In response, Conway argued that Trump “is legally and diagnostically sane.” “But he suffers impairment from at least two diagnosable personality disorders, and needs a full workup for possible onset of dementia. He’s obviously unfit. He’d be drummed out of any other job,” the lawyer explained. “Colloquially, though, we can say he’s nuts.”
Later, Conway responded to another tweet discussing whether Trump is “crazy” or “evil.” “Malignant narcissists, virtually by definition, are both mentally disordered and evil,” Conway tweeted.
The White House did not immediately respond to Newsweek’s request for comment.
Conway was not the first public figure to have questioned the president’s allegedly deteriorating health in recent weeks. Last Friday, former White House communications director Anthony Scaramucci called his former boss “worse than racist” and claimed the president’s mental health is in decline.
“I think the guy is losing it, mentally,” Scaramucci told Vanity Fair. “He has declining mental faculties; he’s becoming more petulant; he’s becoming more impetuous. Okay, you see just by the way he’s sweating, his body’s not doing well.”

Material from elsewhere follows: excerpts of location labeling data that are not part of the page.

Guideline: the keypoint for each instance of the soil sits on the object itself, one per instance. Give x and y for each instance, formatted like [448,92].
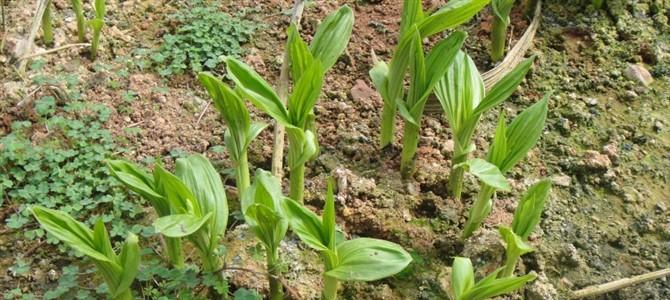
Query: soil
[606,146]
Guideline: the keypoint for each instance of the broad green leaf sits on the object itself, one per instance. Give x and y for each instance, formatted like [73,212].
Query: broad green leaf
[180,225]
[462,277]
[332,37]
[505,87]
[523,133]
[305,94]
[129,259]
[497,287]
[529,210]
[306,225]
[455,13]
[198,174]
[487,172]
[366,259]
[69,231]
[259,92]
[300,56]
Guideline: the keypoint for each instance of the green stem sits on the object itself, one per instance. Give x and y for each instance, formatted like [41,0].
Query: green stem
[276,288]
[81,21]
[498,39]
[297,183]
[388,124]
[174,252]
[410,142]
[480,209]
[330,286]
[242,170]
[47,29]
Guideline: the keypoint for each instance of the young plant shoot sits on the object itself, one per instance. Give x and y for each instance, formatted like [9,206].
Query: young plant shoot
[462,96]
[464,287]
[389,79]
[47,27]
[141,182]
[527,215]
[81,20]
[509,146]
[501,10]
[118,270]
[262,205]
[241,132]
[308,67]
[96,25]
[362,259]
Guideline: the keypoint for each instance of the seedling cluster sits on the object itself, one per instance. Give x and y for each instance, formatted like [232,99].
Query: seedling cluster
[191,204]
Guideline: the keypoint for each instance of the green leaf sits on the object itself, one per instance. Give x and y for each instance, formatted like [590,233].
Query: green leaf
[306,225]
[366,259]
[505,87]
[529,210]
[259,92]
[332,36]
[180,225]
[455,13]
[487,172]
[462,277]
[198,174]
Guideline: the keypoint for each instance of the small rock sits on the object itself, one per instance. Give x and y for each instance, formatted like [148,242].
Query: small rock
[639,73]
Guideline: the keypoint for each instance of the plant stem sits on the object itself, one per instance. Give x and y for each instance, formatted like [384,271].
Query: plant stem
[276,289]
[480,209]
[242,170]
[47,29]
[330,286]
[498,38]
[174,252]
[81,21]
[388,124]
[410,142]
[297,181]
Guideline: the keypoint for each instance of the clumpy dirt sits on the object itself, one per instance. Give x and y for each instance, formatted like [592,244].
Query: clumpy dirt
[606,145]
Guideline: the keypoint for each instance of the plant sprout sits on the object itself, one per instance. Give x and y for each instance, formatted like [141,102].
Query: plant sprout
[509,146]
[262,205]
[361,259]
[47,27]
[118,270]
[526,217]
[389,79]
[240,130]
[464,287]
[140,182]
[308,67]
[81,20]
[501,10]
[96,24]
[462,96]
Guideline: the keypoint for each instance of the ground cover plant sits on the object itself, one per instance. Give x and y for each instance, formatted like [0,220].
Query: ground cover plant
[562,196]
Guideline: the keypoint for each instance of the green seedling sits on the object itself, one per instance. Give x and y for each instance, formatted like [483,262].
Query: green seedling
[241,132]
[509,146]
[118,270]
[96,25]
[501,10]
[81,20]
[362,259]
[141,182]
[262,205]
[462,95]
[308,67]
[47,27]
[389,79]
[526,217]
[464,287]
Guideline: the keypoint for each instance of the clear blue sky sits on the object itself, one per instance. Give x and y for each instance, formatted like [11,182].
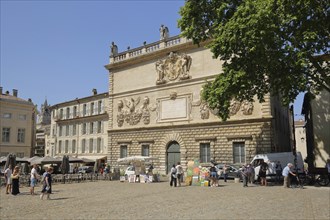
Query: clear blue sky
[57,49]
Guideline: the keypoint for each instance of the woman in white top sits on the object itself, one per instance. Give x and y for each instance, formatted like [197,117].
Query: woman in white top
[8,179]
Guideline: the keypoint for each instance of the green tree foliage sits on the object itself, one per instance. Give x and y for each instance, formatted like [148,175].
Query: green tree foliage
[267,46]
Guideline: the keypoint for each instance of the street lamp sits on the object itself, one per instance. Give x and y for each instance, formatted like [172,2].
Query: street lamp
[294,149]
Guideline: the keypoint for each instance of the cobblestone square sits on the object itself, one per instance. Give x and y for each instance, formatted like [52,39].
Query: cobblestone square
[117,200]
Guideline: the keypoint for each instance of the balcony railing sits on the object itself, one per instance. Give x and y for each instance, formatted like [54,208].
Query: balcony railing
[86,113]
[148,48]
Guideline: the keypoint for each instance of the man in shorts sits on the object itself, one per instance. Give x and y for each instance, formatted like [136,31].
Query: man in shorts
[8,173]
[34,175]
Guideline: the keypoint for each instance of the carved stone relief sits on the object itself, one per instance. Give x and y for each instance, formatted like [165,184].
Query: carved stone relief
[234,107]
[173,67]
[246,107]
[131,114]
[204,110]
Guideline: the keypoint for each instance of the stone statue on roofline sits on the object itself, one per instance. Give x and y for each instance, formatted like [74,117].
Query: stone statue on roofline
[164,32]
[114,49]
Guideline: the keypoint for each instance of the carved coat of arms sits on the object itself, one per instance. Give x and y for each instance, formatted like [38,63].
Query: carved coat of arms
[173,67]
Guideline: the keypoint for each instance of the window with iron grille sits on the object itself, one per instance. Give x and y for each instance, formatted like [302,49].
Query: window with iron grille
[205,152]
[239,152]
[145,150]
[123,151]
[5,134]
[21,135]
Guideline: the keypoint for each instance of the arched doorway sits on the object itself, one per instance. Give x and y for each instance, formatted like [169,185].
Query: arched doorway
[173,154]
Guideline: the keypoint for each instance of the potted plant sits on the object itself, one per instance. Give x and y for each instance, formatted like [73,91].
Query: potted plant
[122,175]
[237,177]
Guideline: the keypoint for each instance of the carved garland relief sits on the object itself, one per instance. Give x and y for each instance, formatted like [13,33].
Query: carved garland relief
[173,67]
[132,115]
[246,107]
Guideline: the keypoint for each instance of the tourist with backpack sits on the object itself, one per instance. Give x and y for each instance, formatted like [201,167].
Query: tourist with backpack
[173,176]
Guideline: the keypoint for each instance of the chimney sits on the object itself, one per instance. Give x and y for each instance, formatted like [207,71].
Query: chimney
[15,91]
[94,92]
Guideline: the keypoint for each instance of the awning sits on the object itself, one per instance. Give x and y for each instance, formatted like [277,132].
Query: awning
[94,158]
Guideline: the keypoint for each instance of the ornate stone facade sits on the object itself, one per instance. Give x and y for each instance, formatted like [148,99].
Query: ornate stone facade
[172,123]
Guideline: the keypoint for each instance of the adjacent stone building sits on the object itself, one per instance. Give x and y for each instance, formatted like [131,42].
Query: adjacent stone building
[17,122]
[317,124]
[155,109]
[300,133]
[42,129]
[79,128]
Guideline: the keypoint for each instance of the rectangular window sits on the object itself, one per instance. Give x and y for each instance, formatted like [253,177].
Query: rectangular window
[67,130]
[91,127]
[73,146]
[205,152]
[59,147]
[99,107]
[91,145]
[21,135]
[74,111]
[83,146]
[67,113]
[60,131]
[20,154]
[22,117]
[99,126]
[84,110]
[123,151]
[145,150]
[5,134]
[6,115]
[92,108]
[84,128]
[99,144]
[66,146]
[61,113]
[74,129]
[239,152]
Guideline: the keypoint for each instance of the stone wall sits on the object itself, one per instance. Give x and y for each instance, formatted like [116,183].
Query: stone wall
[256,135]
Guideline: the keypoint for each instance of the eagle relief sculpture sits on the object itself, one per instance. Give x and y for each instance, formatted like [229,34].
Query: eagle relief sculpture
[131,114]
[173,67]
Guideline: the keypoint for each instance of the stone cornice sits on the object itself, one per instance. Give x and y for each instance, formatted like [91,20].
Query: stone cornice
[187,45]
[195,126]
[200,80]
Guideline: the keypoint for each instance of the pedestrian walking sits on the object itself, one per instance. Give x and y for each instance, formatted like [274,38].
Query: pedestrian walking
[213,176]
[47,185]
[286,174]
[33,178]
[179,170]
[245,175]
[8,179]
[327,165]
[262,173]
[278,169]
[15,178]
[173,176]
[225,172]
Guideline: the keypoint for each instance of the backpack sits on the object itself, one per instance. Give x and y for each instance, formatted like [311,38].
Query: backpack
[43,177]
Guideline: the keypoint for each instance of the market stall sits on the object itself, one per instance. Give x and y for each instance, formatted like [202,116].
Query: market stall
[139,169]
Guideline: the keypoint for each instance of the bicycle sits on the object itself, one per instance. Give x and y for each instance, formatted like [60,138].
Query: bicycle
[311,179]
[323,180]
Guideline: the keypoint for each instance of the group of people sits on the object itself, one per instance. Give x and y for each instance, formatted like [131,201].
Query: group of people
[12,181]
[176,175]
[247,173]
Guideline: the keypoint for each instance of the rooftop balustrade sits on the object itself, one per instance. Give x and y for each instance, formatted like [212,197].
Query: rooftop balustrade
[148,48]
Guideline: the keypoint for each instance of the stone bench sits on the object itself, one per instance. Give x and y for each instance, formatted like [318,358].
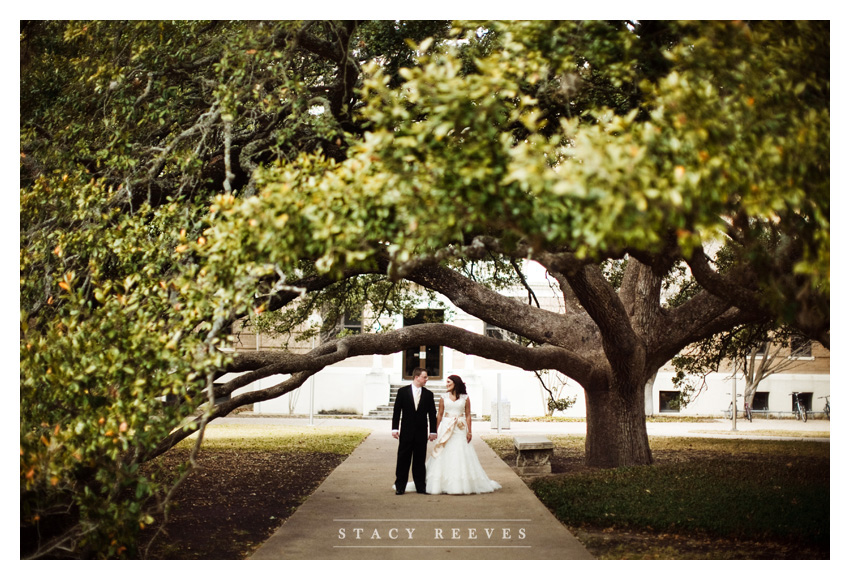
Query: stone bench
[534,454]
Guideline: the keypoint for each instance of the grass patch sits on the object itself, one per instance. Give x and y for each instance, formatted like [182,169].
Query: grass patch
[776,433]
[290,438]
[709,494]
[653,419]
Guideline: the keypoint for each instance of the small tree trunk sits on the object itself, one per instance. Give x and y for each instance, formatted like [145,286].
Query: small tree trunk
[616,428]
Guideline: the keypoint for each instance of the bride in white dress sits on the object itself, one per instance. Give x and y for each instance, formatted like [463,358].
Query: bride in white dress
[453,465]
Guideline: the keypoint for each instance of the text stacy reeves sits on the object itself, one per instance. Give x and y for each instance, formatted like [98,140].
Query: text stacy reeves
[432,533]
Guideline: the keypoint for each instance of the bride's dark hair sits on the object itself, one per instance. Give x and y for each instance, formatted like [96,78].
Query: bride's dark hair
[460,386]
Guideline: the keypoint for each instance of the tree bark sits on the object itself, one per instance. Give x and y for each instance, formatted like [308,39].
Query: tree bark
[616,427]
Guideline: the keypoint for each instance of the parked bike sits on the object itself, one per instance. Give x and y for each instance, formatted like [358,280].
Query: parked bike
[798,407]
[826,406]
[748,412]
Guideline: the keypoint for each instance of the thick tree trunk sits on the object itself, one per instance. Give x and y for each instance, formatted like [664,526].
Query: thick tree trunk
[616,427]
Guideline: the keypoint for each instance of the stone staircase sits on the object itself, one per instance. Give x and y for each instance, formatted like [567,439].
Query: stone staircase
[386,411]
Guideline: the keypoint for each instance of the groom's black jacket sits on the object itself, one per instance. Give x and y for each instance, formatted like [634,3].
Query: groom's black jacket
[414,422]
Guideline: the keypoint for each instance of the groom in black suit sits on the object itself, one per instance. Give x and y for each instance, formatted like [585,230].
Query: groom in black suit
[414,406]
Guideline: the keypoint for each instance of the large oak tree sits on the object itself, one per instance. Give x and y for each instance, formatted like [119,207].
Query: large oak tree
[177,177]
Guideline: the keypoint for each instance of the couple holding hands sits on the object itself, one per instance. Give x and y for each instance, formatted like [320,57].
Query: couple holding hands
[452,466]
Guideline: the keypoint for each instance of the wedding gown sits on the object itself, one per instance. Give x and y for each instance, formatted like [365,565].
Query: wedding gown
[453,466]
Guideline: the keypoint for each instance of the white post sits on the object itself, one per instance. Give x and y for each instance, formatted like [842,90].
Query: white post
[734,396]
[312,384]
[499,403]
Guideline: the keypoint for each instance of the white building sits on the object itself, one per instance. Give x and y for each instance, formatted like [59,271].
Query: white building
[363,386]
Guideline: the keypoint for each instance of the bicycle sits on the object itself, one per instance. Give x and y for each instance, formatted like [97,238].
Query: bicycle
[731,410]
[826,406]
[748,412]
[798,407]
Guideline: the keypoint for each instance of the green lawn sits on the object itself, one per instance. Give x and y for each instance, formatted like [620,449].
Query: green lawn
[745,491]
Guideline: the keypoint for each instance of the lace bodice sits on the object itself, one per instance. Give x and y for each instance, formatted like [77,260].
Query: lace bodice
[454,408]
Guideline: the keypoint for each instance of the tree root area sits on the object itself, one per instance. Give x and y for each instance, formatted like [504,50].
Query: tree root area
[233,501]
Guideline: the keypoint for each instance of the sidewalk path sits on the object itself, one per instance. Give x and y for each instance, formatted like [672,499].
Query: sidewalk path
[354,514]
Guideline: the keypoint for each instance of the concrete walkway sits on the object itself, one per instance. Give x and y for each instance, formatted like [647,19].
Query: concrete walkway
[355,515]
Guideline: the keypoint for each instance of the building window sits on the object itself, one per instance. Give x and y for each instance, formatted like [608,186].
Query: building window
[801,347]
[494,331]
[352,323]
[429,358]
[669,401]
[760,402]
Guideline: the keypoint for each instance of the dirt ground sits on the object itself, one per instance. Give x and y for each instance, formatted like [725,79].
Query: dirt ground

Speculation about the state of Trump’s mental health has been ongoing since he took office in January 2017. Last year, Yale psychiatrist Bandy Lee told Newsweek that a longtime family friend of the Trumps and two officials from the president’s administration approached her with concerns about the president’s health.
Lee wrote in an article published in The Conversation that the president showed “psychological symptoms reflective of emotional compulsion, impulsivity, poor concentration, narcissism and recklessness.”
“My current concern is that we are already witnessing a further unraveling of the president’s mental state, especially as the frequency of his lying increases and the fervor of his rallies intensifies,” she wrote. “I am concerned that his mental challenges could cause him to take unpredictable and potentially extreme and dangerous measures to distract from his legal problems.”